= Tim Priest (police officer) =

Australian police officer and author

Tim Priest, is a former New South Wales Police Detective Sergeant in Australia. He served in the Sydney suburb of Cabramatta and led a police revolt against his commanders for failing to take action about gang crime and heroin dealing in South West Sydney. Prime Minister John Howard announced that Tim Priest would be the new Chairman of the Prime Minister's Crime Advisory Board and advise the Coalition Federal Government on Crime Prevention initiatives.

He wrote a book called To Protect And To Serve with Richard Basham about his experiences dealing with the drug trade and the police service.

In 2002 he gave evidence to an enquiry into the crime- and drugs ridden suburb of Cabramatta and attracted national and international headlines. His testimony led to the resignations or sackings of the State's Police Minister, Education Minister, Police Commissioner and Deputy and Assistant Commissioners. Major changes were made to the NSW police force and the way that police handle gangs and drugs in Sydney.

The Cabramatta Parliamentary Enquiry's final report (2002) recommended that the Government adopt some of the initiatives that Priest had offered as a means to solving the crisis in Cabramatta.
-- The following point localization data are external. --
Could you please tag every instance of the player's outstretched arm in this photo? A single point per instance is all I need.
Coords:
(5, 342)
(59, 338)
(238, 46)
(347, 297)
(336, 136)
Ultimately the NSW Government adopted the recommendations and the NSW Police implemented them in 2002.

In 2003, he gave a talk at a Quadrant dinner in November 2003 titled "The Rise of Middle Eastern Crime in Australia" in which he also talked about his experiences policing specific households of people of Lebanese descent, and criticised police commissioner Peter Ryan and journalist Mike Carlton.